The Middle East “system” is currently one of pure antagonism between rogue states, pariah states, non-state actors and out-of-control client states. No military power – be it Turkey, Iran, Egypt or Israel – is in a position to impose any kind of order on their borderlands.

This is a cause of huge fatalism among the old tribes of experts and commentators: the “order” they thought they were expert in has collapsed.

The only point of light is that, beneath the drone strikes in Gaza City, beneath the Qassam strikes in Tel Aviv, amid the executions and floggings in Tehran, and among the scattered millions of Syrians and Iraqis, exist many young people who don’t buy the hyper-religious, violent fantasies of the region. They all live the same kind of lifestyle; they all aspire to a tolerant, techno-empowered society.

In 2011 – from Tahrir Square, Cairo to the Rothschild Boulevard, Tel Aviv – they protested about things in a new way. Now their region is being torn apart in a new way, for the old reasons.
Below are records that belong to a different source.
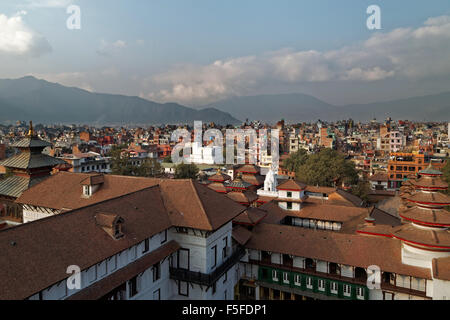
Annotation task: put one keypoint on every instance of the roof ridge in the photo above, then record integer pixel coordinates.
(77, 209)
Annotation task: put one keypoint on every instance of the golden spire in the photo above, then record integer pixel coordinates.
(31, 132)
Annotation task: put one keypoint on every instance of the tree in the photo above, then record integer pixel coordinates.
(186, 171)
(327, 168)
(148, 168)
(361, 190)
(295, 160)
(120, 163)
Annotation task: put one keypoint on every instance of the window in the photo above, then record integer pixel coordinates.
(274, 275)
(347, 290)
(183, 288)
(334, 287)
(156, 272)
(321, 285)
(225, 246)
(309, 283)
(214, 253)
(146, 246)
(87, 190)
(157, 294)
(164, 236)
(132, 284)
(360, 293)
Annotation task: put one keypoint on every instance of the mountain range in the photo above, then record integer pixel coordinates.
(304, 108)
(29, 98)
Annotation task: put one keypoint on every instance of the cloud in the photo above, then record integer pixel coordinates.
(48, 3)
(17, 39)
(106, 49)
(403, 53)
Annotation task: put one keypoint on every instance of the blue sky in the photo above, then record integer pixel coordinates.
(166, 50)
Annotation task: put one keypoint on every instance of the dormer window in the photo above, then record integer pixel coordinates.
(112, 224)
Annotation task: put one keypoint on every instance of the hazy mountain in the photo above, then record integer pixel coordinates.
(302, 107)
(41, 101)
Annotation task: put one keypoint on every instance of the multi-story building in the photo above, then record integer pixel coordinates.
(169, 240)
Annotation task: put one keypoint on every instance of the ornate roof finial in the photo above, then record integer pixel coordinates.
(31, 132)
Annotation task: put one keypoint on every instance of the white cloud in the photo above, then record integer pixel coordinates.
(48, 3)
(106, 49)
(17, 39)
(404, 53)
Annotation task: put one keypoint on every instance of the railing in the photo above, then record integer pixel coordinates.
(207, 279)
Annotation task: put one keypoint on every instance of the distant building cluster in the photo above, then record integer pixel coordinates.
(247, 231)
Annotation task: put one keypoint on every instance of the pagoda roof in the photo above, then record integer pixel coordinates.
(423, 238)
(292, 185)
(248, 168)
(15, 185)
(238, 184)
(430, 198)
(431, 217)
(31, 142)
(28, 160)
(219, 177)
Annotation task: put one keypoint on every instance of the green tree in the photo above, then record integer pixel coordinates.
(149, 168)
(327, 168)
(186, 171)
(295, 160)
(120, 163)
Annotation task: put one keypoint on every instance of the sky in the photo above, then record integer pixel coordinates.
(196, 52)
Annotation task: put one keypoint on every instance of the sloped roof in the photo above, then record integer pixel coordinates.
(250, 216)
(14, 186)
(48, 246)
(292, 185)
(349, 249)
(27, 160)
(31, 142)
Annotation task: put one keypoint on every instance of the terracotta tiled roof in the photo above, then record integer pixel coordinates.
(428, 238)
(246, 196)
(64, 190)
(47, 247)
(379, 176)
(292, 185)
(441, 268)
(250, 216)
(432, 217)
(430, 198)
(349, 249)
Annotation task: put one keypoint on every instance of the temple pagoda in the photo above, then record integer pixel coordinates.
(26, 169)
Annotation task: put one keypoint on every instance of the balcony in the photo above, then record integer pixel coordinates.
(207, 279)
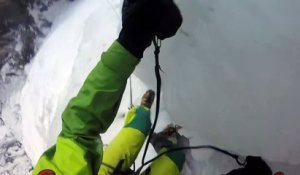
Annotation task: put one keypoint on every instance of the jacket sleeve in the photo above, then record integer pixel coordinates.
(78, 149)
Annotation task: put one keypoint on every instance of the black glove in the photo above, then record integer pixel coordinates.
(144, 19)
(254, 166)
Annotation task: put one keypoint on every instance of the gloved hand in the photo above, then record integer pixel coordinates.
(144, 19)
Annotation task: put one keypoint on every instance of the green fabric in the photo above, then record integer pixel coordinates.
(141, 120)
(178, 157)
(78, 149)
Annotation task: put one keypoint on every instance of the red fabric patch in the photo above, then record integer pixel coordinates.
(46, 172)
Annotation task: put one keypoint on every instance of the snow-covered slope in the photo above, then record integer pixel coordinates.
(231, 76)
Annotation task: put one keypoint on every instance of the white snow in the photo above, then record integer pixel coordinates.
(232, 77)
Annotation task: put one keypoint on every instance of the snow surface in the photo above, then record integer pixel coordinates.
(232, 78)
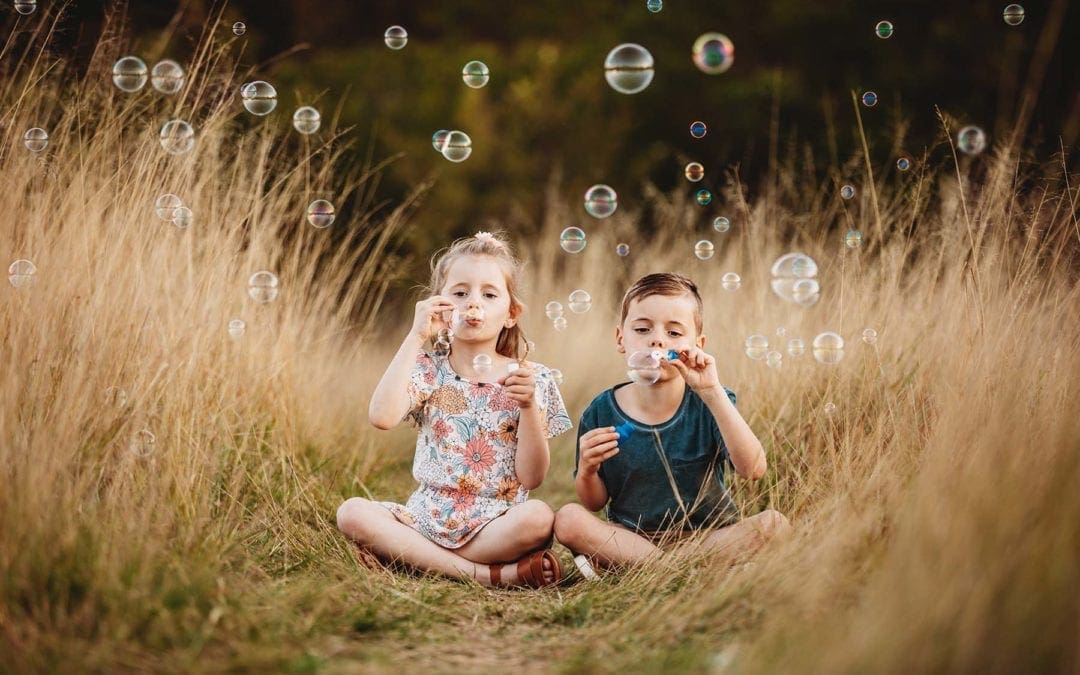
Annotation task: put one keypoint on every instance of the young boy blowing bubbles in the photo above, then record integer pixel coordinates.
(651, 498)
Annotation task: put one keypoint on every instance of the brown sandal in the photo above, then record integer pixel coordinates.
(530, 570)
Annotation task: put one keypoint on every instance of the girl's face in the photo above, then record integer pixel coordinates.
(477, 286)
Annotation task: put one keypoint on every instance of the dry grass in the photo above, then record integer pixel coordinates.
(935, 511)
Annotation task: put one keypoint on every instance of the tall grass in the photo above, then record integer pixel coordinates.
(934, 511)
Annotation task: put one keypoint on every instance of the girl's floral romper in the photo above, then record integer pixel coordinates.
(464, 451)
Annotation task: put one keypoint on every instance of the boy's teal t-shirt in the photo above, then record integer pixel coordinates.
(638, 485)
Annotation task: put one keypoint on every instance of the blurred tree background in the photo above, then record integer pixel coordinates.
(549, 119)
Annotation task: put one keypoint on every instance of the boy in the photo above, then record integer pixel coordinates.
(649, 496)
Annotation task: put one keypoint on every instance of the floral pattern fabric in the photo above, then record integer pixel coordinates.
(466, 449)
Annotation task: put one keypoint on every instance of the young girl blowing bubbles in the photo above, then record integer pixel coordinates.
(484, 415)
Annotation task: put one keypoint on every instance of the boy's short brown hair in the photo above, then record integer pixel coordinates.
(662, 283)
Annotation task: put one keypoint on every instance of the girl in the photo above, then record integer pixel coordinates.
(485, 415)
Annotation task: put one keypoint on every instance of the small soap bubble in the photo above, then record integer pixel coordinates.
(177, 137)
(259, 97)
(629, 68)
(828, 348)
(1013, 14)
(757, 347)
(482, 364)
(601, 201)
(580, 301)
(475, 73)
(395, 37)
(457, 147)
(36, 139)
(167, 77)
(307, 120)
(130, 73)
(321, 213)
(262, 286)
(572, 240)
(971, 140)
(21, 273)
(183, 217)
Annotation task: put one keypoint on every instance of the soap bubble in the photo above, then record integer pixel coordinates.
(475, 73)
(482, 364)
(177, 136)
(971, 140)
(167, 77)
(259, 97)
(457, 147)
(166, 205)
(321, 213)
(1013, 14)
(307, 120)
(262, 286)
(36, 139)
(757, 347)
(713, 53)
(580, 301)
(796, 347)
(629, 68)
(601, 201)
(828, 348)
(130, 73)
(21, 273)
(644, 367)
(395, 37)
(183, 217)
(572, 240)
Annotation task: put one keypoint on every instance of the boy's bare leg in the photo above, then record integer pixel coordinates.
(606, 543)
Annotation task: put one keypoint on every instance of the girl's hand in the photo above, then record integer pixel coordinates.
(429, 316)
(521, 386)
(698, 368)
(596, 445)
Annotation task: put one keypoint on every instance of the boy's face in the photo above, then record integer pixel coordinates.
(660, 322)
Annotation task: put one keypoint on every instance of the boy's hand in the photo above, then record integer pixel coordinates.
(597, 445)
(698, 368)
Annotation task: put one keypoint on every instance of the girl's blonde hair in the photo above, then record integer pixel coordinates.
(511, 340)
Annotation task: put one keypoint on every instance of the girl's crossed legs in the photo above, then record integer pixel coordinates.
(523, 528)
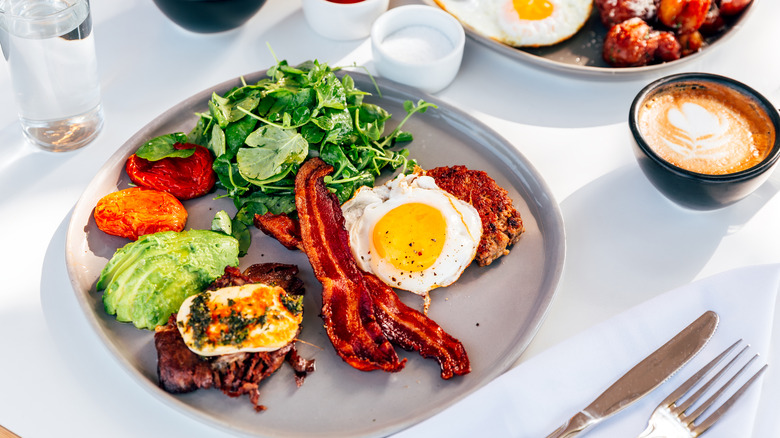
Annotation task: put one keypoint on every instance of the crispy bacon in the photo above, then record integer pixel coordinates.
(413, 331)
(347, 308)
(280, 226)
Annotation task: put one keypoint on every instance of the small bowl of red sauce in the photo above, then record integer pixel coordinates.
(343, 19)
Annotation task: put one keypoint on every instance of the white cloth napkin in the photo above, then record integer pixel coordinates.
(534, 398)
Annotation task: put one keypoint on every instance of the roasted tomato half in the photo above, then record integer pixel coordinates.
(137, 211)
(184, 178)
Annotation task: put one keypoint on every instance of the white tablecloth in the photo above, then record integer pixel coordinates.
(626, 243)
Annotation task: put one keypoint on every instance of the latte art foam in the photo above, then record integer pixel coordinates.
(709, 129)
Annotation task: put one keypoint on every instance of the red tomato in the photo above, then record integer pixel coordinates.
(184, 178)
(137, 211)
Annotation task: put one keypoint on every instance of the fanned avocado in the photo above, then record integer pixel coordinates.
(147, 280)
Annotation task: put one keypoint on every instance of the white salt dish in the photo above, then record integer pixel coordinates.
(343, 21)
(418, 45)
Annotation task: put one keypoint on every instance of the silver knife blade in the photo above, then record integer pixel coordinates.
(645, 376)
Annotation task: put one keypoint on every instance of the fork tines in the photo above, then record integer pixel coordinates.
(679, 407)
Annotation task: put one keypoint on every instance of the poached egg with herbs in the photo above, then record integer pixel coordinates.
(521, 23)
(247, 318)
(411, 234)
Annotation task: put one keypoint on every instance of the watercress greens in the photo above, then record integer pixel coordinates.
(261, 133)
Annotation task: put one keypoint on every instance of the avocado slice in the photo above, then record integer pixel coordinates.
(147, 280)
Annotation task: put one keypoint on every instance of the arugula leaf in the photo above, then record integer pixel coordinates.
(272, 152)
(261, 133)
(162, 147)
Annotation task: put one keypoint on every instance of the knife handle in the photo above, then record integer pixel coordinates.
(574, 426)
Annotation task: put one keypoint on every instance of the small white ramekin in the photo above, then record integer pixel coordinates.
(428, 74)
(343, 21)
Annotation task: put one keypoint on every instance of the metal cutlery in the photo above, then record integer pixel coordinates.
(671, 420)
(644, 377)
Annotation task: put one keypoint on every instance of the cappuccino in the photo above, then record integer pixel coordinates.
(706, 127)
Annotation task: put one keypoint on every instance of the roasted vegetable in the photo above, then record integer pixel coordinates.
(157, 166)
(137, 211)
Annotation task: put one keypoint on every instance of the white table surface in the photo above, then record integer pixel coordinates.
(625, 242)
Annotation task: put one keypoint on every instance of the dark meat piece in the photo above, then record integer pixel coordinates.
(178, 368)
(613, 12)
(276, 274)
(690, 42)
(669, 48)
(733, 7)
(181, 370)
(347, 309)
(631, 43)
(280, 226)
(413, 331)
(501, 223)
(683, 16)
(713, 21)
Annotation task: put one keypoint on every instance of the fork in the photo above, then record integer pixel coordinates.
(670, 420)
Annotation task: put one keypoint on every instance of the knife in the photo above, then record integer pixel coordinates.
(647, 375)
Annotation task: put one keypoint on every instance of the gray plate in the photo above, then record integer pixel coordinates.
(495, 311)
(581, 54)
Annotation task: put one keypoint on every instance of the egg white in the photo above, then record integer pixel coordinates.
(280, 328)
(463, 229)
(497, 19)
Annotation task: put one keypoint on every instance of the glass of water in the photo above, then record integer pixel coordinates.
(51, 53)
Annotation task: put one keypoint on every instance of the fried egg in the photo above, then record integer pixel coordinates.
(250, 318)
(411, 234)
(521, 23)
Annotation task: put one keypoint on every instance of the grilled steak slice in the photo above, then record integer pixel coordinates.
(501, 223)
(180, 370)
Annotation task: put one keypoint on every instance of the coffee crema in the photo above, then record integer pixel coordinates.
(706, 127)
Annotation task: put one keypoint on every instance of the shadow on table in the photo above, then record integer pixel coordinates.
(19, 159)
(627, 243)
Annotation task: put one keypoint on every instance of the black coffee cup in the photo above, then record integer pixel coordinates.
(691, 189)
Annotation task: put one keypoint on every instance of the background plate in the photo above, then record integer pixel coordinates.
(581, 54)
(495, 311)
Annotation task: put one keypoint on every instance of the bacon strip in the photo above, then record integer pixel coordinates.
(413, 331)
(281, 227)
(347, 308)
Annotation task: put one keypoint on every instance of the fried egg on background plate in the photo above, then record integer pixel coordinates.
(521, 23)
(411, 234)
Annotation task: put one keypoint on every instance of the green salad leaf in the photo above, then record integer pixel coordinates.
(261, 133)
(162, 147)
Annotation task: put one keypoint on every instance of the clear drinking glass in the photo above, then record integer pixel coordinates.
(51, 53)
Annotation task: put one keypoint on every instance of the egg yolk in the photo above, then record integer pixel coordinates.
(533, 9)
(410, 236)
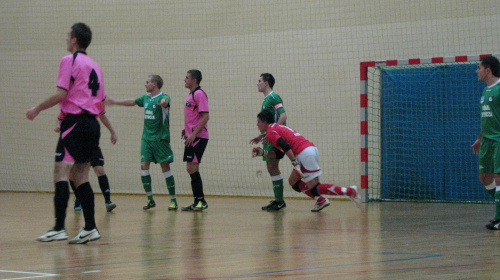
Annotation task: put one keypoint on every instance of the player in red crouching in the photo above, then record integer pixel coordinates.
(304, 156)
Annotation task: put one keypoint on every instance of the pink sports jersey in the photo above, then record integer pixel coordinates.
(82, 78)
(195, 104)
(296, 141)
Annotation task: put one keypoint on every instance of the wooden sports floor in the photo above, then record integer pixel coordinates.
(234, 239)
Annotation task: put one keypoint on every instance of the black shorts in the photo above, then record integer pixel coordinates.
(79, 139)
(96, 160)
(195, 152)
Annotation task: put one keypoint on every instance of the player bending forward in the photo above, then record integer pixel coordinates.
(304, 156)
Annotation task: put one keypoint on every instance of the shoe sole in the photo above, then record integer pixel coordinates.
(110, 208)
(323, 207)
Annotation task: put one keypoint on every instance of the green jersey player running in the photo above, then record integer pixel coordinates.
(272, 103)
(155, 142)
(487, 144)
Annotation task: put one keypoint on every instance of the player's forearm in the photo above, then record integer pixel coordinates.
(282, 118)
(201, 125)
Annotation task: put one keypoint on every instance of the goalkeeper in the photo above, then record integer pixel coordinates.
(304, 157)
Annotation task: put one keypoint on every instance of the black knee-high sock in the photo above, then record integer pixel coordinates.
(61, 198)
(86, 196)
(73, 187)
(197, 186)
(104, 185)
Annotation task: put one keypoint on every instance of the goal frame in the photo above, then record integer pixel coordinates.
(364, 125)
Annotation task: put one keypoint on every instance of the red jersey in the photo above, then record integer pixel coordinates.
(296, 141)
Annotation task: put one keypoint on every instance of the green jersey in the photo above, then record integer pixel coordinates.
(490, 112)
(156, 118)
(273, 103)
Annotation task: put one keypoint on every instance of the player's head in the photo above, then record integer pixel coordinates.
(264, 119)
(491, 63)
(195, 75)
(268, 78)
(82, 33)
(156, 79)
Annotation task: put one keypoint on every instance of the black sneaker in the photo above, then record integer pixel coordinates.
(150, 204)
(271, 203)
(277, 206)
(494, 225)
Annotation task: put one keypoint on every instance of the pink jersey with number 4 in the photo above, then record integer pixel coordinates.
(82, 78)
(196, 103)
(296, 141)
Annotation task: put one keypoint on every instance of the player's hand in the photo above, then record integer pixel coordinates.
(163, 102)
(114, 138)
(32, 113)
(257, 152)
(475, 147)
(296, 169)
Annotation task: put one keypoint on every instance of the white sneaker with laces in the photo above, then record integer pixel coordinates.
(318, 206)
(357, 198)
(53, 235)
(85, 236)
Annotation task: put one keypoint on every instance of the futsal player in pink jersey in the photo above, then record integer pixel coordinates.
(304, 156)
(195, 135)
(80, 95)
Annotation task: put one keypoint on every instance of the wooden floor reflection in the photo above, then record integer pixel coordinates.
(234, 239)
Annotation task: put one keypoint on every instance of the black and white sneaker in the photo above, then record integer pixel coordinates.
(277, 206)
(494, 225)
(85, 236)
(53, 235)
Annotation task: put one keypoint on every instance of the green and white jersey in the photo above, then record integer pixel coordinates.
(273, 103)
(156, 118)
(490, 112)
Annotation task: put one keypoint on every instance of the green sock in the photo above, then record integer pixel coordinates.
(278, 190)
(171, 186)
(492, 192)
(146, 183)
(497, 205)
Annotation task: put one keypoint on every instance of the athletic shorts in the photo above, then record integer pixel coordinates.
(194, 153)
(96, 160)
(156, 151)
(270, 148)
(309, 166)
(79, 137)
(489, 156)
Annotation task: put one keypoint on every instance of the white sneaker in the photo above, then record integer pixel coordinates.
(85, 236)
(318, 206)
(357, 197)
(53, 235)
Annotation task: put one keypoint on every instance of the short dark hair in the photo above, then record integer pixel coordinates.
(267, 77)
(195, 74)
(82, 33)
(157, 79)
(266, 116)
(492, 63)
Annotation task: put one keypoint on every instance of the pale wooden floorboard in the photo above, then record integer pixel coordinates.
(234, 239)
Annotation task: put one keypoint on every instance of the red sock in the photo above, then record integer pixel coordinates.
(303, 187)
(331, 189)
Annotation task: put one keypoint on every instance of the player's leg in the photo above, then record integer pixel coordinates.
(495, 223)
(272, 164)
(61, 195)
(192, 157)
(146, 158)
(80, 143)
(97, 163)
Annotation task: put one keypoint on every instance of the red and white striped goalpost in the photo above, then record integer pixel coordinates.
(364, 100)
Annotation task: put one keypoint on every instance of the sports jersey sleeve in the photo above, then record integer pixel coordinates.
(139, 101)
(64, 75)
(201, 100)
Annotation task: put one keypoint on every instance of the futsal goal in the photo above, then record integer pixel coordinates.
(419, 118)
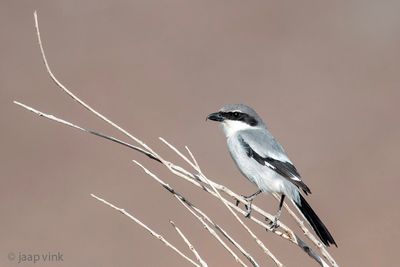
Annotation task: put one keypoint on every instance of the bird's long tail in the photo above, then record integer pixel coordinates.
(315, 222)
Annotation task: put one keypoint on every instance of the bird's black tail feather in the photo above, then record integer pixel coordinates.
(315, 222)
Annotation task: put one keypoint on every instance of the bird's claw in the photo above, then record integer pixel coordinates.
(247, 206)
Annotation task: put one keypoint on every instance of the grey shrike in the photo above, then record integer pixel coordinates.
(263, 161)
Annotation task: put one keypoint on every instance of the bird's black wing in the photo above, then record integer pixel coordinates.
(284, 168)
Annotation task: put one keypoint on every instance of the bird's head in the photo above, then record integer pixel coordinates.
(236, 117)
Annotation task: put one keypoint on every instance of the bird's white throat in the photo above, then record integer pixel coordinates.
(231, 127)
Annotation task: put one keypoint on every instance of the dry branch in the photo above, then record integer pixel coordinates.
(198, 179)
(191, 247)
(153, 233)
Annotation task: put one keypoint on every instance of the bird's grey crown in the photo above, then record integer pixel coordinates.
(243, 109)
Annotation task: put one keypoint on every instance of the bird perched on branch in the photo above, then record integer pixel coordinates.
(263, 161)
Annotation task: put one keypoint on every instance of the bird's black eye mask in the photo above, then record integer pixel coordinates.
(239, 116)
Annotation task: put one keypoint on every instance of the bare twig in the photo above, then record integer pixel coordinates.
(153, 233)
(197, 180)
(189, 206)
(191, 247)
(285, 232)
(77, 99)
(258, 241)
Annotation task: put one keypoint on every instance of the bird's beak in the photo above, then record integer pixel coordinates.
(216, 116)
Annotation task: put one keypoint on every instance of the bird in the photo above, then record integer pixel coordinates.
(264, 162)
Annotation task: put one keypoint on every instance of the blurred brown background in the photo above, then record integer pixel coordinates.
(324, 75)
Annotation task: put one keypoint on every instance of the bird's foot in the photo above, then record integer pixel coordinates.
(249, 200)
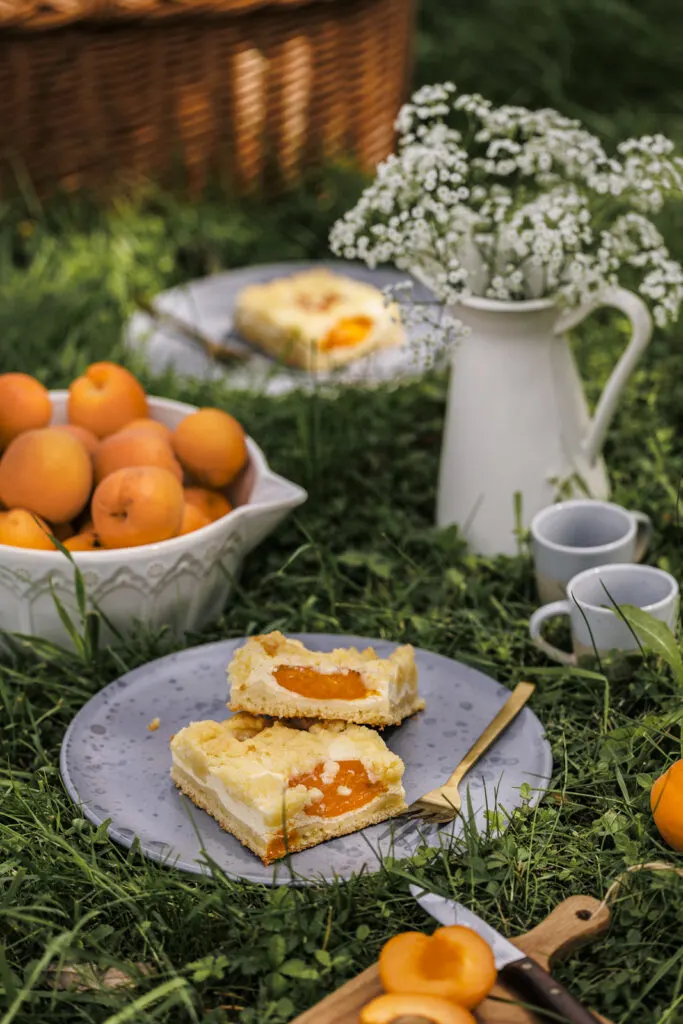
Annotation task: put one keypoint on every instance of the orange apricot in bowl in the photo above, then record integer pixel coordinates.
(86, 437)
(454, 964)
(211, 445)
(134, 448)
(667, 806)
(105, 398)
(87, 540)
(137, 505)
(25, 404)
(152, 426)
(193, 518)
(211, 503)
(48, 472)
(24, 529)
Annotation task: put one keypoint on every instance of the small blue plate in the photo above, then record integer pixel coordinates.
(208, 304)
(118, 770)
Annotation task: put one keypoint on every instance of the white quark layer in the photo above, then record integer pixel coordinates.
(254, 819)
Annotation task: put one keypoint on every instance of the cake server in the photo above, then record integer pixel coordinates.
(515, 969)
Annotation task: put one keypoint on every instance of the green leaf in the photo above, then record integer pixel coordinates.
(297, 969)
(655, 636)
(276, 949)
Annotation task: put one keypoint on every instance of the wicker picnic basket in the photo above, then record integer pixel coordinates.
(98, 92)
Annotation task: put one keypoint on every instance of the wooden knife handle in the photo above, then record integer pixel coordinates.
(543, 991)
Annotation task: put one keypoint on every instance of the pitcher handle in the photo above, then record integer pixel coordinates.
(641, 324)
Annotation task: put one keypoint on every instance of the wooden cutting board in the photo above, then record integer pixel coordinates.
(578, 920)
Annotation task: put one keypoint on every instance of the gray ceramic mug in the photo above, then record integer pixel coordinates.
(589, 604)
(570, 537)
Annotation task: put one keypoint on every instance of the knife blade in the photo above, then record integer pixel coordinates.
(514, 967)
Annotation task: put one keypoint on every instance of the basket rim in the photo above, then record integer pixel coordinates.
(34, 15)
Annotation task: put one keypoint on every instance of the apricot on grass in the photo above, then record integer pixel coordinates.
(134, 448)
(454, 964)
(25, 404)
(211, 445)
(390, 1008)
(19, 529)
(86, 437)
(48, 472)
(193, 518)
(667, 805)
(211, 503)
(137, 505)
(105, 398)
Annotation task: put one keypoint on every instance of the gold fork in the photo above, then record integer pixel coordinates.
(442, 805)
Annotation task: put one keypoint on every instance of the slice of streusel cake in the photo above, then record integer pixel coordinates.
(272, 675)
(282, 787)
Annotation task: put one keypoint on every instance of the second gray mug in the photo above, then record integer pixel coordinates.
(574, 536)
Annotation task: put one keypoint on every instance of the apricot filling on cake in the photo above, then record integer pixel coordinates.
(273, 675)
(350, 331)
(317, 320)
(281, 787)
(321, 685)
(341, 790)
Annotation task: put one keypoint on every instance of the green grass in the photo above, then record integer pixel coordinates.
(360, 556)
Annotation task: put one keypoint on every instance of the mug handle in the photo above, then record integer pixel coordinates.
(644, 535)
(641, 324)
(536, 623)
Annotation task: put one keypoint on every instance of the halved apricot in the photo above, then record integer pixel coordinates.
(389, 1009)
(455, 964)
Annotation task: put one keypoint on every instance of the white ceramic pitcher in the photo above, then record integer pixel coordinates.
(516, 418)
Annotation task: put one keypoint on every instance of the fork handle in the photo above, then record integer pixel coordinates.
(508, 712)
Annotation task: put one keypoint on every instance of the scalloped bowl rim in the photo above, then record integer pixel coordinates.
(102, 556)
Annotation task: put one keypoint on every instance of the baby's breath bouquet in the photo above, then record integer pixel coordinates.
(512, 204)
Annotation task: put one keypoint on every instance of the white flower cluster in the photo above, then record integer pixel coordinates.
(516, 204)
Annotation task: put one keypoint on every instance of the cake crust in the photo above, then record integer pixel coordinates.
(389, 685)
(293, 318)
(261, 780)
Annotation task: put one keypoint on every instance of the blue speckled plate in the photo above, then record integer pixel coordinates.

I don’t have any answers, but anybody who thinks there can be anything “permanent” in the disorder thus created is crazy.

Order – even limited order of the kind the world enjoyed between 1920 and 1933 – has to be created by acts of will and self-sacrifice, done in common between formerly belligerent peoples and their politicians.

They probably laughed at Leonard Woolf, beavering away in the New Statesman offices to produce a blueprint of a peaceful world while all around were celebrating the effectiveness of machine guns, but somebody had to do it. Who will now?